Consider a random variable $X$ whose pdf is $f(x;θ)=θx^{θ−1}$ for $0<x<1$ and zero otherwise.
i) Show this is a density function
ii) determine the moment estimate of theta on the basis of a random sample $x_1,\ldots,x_n$
for part ii) does this mean use the method of moments to find the estimator?
On
For the second part, the method of moments simply indicates that we equate each population raw moment with the corresponding sample raw moment; that is to say, let $${\rm E}[X^k] = \frac{1}{n} \sum_{i=1}^n X_i^k,$$ for as many positive integers $k$ that will uniquely determine all the parameters of the distribution. In this case, there is only a single parameter, so using the $k = 1$ case, we want to find the value $\theta$ such that ${\rm E}[X] = \bar x$, the sample mean. This requires us to determine the expected value of $X$, which is straightforward: $${\rm E}[X] = \int_{x=0}^1 x f(x;\theta) \, dx.$$ I leave the remainder to you as an exercise.
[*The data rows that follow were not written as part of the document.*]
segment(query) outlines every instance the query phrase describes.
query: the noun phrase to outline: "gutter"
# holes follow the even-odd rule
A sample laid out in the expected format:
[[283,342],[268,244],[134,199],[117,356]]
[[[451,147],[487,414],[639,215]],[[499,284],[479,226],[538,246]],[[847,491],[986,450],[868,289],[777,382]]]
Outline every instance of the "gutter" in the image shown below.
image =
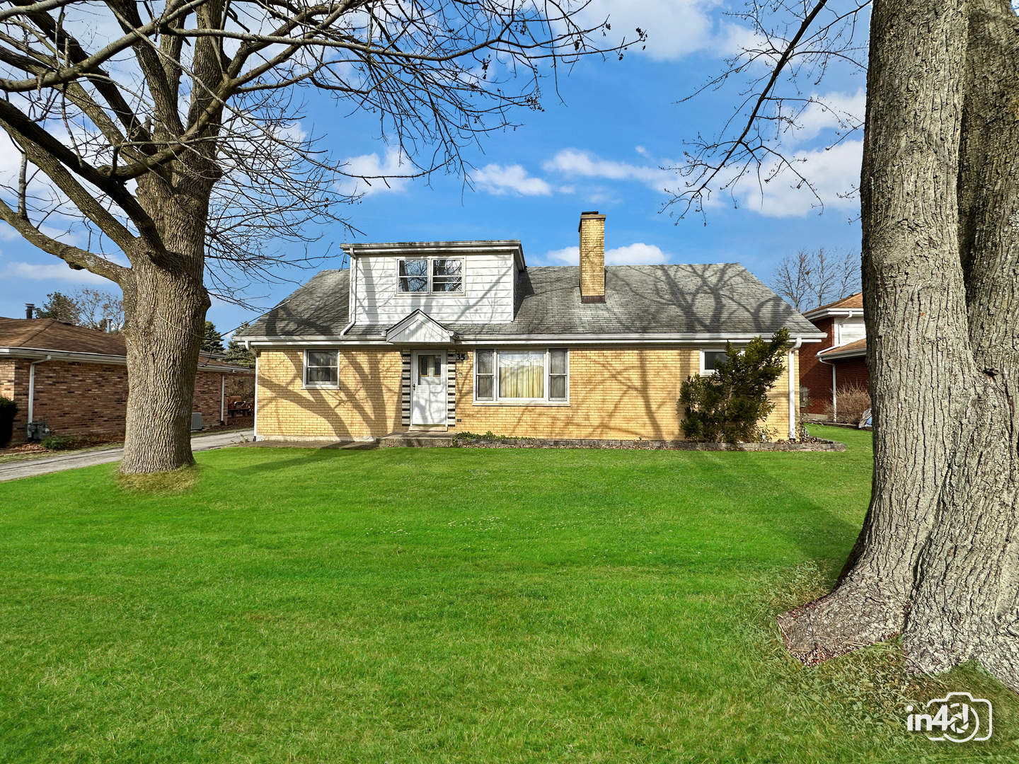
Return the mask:
[[[344,329],[343,331],[346,331]],[[605,344],[668,344],[668,345],[710,345],[726,341],[736,344],[749,342],[760,334],[517,334],[517,335],[469,335],[461,336],[458,344],[472,347],[506,347],[512,345],[562,345],[568,347],[581,347],[588,345]],[[824,339],[824,334],[808,334],[797,337],[801,343],[816,344]],[[246,346],[251,349],[251,345],[261,347],[336,347],[344,346],[375,346],[375,347],[397,347],[398,345],[387,342],[384,334],[370,337],[358,337],[352,339],[341,339],[340,335],[331,337],[252,337],[245,340]]]
[[[107,366],[126,366],[125,356],[106,356],[100,352],[73,352],[71,350],[47,350],[35,347],[0,347],[0,358],[38,359],[39,361],[71,361],[79,364],[104,364]],[[220,374],[251,374],[251,369],[232,366],[216,366],[202,364],[197,367],[203,372],[218,372]]]
[[[38,361],[33,361],[29,364],[29,424],[31,425],[35,422],[35,407],[36,407],[36,364],[45,364],[52,357],[47,356],[45,359],[39,359]],[[29,436],[28,427],[25,427],[24,436]]]
[[[803,344],[803,337],[797,337],[796,342],[792,347],[789,348],[789,364],[786,367],[789,369],[789,439],[790,441],[796,440],[796,388],[800,385],[799,378],[796,379],[796,385],[793,385],[793,369],[795,361],[793,353],[800,349]],[[798,377],[798,375],[797,375]]]

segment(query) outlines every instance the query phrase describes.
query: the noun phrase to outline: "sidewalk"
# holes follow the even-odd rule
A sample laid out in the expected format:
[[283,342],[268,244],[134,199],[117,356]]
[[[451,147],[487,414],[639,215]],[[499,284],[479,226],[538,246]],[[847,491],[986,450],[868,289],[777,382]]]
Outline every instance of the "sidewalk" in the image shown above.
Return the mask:
[[[232,432],[214,433],[212,435],[192,436],[193,451],[208,451],[212,448],[223,448],[224,446],[244,443],[252,439],[254,430],[233,430]],[[93,465],[108,465],[111,461],[119,461],[123,456],[123,448],[103,448],[96,451],[85,451],[84,453],[66,453],[54,456],[46,456],[38,459],[25,459],[24,461],[11,461],[7,465],[0,465],[0,483],[6,480],[17,480],[18,478],[31,478],[36,475],[48,475],[49,473],[59,473],[64,470],[74,470],[78,467],[92,467]]]

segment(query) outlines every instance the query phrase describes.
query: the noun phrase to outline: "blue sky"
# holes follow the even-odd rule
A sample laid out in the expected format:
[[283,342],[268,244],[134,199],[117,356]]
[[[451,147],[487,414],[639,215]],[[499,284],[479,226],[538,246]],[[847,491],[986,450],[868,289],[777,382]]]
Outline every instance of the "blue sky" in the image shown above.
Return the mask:
[[[613,33],[650,30],[647,50],[622,61],[581,62],[559,79],[561,102],[545,80],[544,111],[518,112],[514,116],[522,126],[489,135],[483,152],[466,154],[477,168],[474,189],[447,175],[430,182],[392,181],[386,190],[376,183],[347,211],[364,235],[327,229],[310,245],[312,255],[333,254],[321,267],[340,266],[343,240],[485,238],[519,238],[529,264],[560,265],[576,257],[570,248],[577,245],[578,218],[586,210],[607,215],[605,245],[609,262],[615,263],[739,262],[767,282],[775,263],[800,248],[859,250],[858,201],[839,195],[858,181],[861,137],[824,151],[836,135],[835,125],[819,113],[808,113],[805,128],[787,143],[808,160],[803,170],[820,189],[823,214],[808,192],[792,187],[791,177],[769,183],[764,196],[743,184],[736,209],[728,199],[716,198],[706,225],[697,215],[678,220],[662,214],[668,199],[662,188],[679,187],[682,180],[659,168],[682,158],[684,141],[717,130],[732,109],[734,91],[677,101],[716,73],[721,55],[746,33],[723,15],[723,4],[714,2],[596,0],[593,6],[592,13],[610,16]],[[861,74],[836,71],[813,86],[813,93],[861,113],[862,86]],[[378,139],[377,122],[368,115],[348,116],[323,98],[309,101],[301,124],[323,135],[324,148],[358,171],[397,167],[394,147]],[[279,283],[255,285],[252,302],[268,309],[311,273],[292,269],[279,275]],[[24,303],[41,305],[54,290],[116,289],[85,271],[71,271],[9,229],[0,231],[0,315],[10,317],[22,317]],[[214,301],[208,317],[226,332],[257,315]]]

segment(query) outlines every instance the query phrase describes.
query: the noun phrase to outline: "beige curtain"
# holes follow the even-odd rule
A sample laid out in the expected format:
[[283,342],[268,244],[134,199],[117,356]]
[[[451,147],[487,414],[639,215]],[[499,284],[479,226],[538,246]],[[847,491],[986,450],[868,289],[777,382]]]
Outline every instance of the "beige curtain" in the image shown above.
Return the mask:
[[544,351],[499,351],[499,397],[545,396]]

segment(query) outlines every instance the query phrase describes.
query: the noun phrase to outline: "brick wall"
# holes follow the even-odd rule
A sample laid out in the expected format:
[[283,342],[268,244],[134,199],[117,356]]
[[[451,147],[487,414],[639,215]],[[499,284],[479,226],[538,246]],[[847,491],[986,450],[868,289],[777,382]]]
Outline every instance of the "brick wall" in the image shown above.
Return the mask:
[[[699,368],[692,348],[574,349],[569,405],[474,405],[474,353],[466,354],[457,363],[453,431],[522,437],[681,439],[680,384]],[[398,350],[341,350],[333,390],[302,389],[303,361],[302,350],[259,356],[260,436],[346,438],[404,429]],[[770,393],[775,408],[766,425],[780,438],[789,432],[788,380],[783,374]]]
[[[834,361],[836,365],[836,384],[838,389],[844,390],[847,387],[866,387],[869,389],[869,379],[867,377],[867,360],[863,357],[855,359],[843,359]],[[828,377],[828,387],[830,384]]]
[[835,319],[819,319],[813,322],[819,331],[827,336],[820,342],[808,342],[800,347],[800,384],[810,390],[808,414],[824,414],[832,402],[832,367],[817,360],[817,353],[830,347],[835,341]]
[[605,217],[582,217],[580,221],[580,293],[605,293]]
[[[29,423],[31,361],[0,362],[0,395],[17,403],[12,442],[20,442]],[[192,411],[205,425],[219,422],[222,374],[198,372]],[[127,411],[127,369],[107,364],[46,361],[36,364],[33,416],[60,435],[119,435]]]
[[304,351],[258,359],[259,436],[350,438],[400,427],[399,350],[340,350],[339,388],[303,389]]

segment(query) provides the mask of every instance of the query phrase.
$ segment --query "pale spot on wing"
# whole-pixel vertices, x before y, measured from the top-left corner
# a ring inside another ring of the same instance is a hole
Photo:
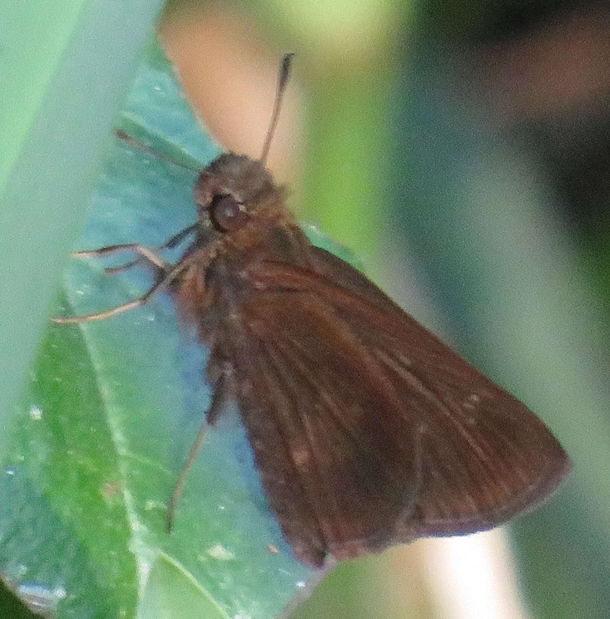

I think Andre Nicholas adequately answered your question regarding f>0. I will address the moment estimate:
The idea of a moment estimate is to relate a moment to the desired parameter, then estimate it using the sample moment estimates. Lets try the expected value of X:
$E[X] = \int\limits_{0}^1 x(\theta x^{\theta-1}) dx = \int\limits_{0}^1 \theta x^{\theta} dx = [\frac{\theta x^{\theta+1}}{\theta+1}]_{x=0}^{x=1} = \frac{\theta}{1+\theta}$
Therefore, you can estimate $\theta$ with $\frac{\hat\theta}{1+\hat\theta}= \bar x\rightarrow \hat\theta = \frac{-\bar x}{\bar x-1}$. That is the moment estimate. Contrast this with the maximum likelihood estimate of a sample:
Likelihood ($L$) of sample of values, $x=\{x_1...x_N\}$ is $L(x;\theta)=\theta^N\prod\limits_{i=1}^Nx_i^{\theta-1}$. Taking the logarithm, we get the log-likelihood function, which is easier to optimize:
$\mathcal{L}(x;\theta) = N\ln(\theta) + (\theta-1)\sum\limits_{i=1}^N \ln(x_i)$
Take the derivative wrt $\theta$ and set equal to $0$. Solving for $\theta$ we get:
$\hat\theta_{mle} = \frac{-N}{\sum\limits_{i=1}^N \ln(x_i)}$ which will in general give different estimates from the method of moments.
Sometime the MLE is a better (i.e., more efficient) estimator. I tested this by simulating from your density for $\theta = 3$, and seeing the sampling distribution of each estimator for a sample size of 20. See below:
As you can see, the distributions are almost identical, so neither is really preferred here.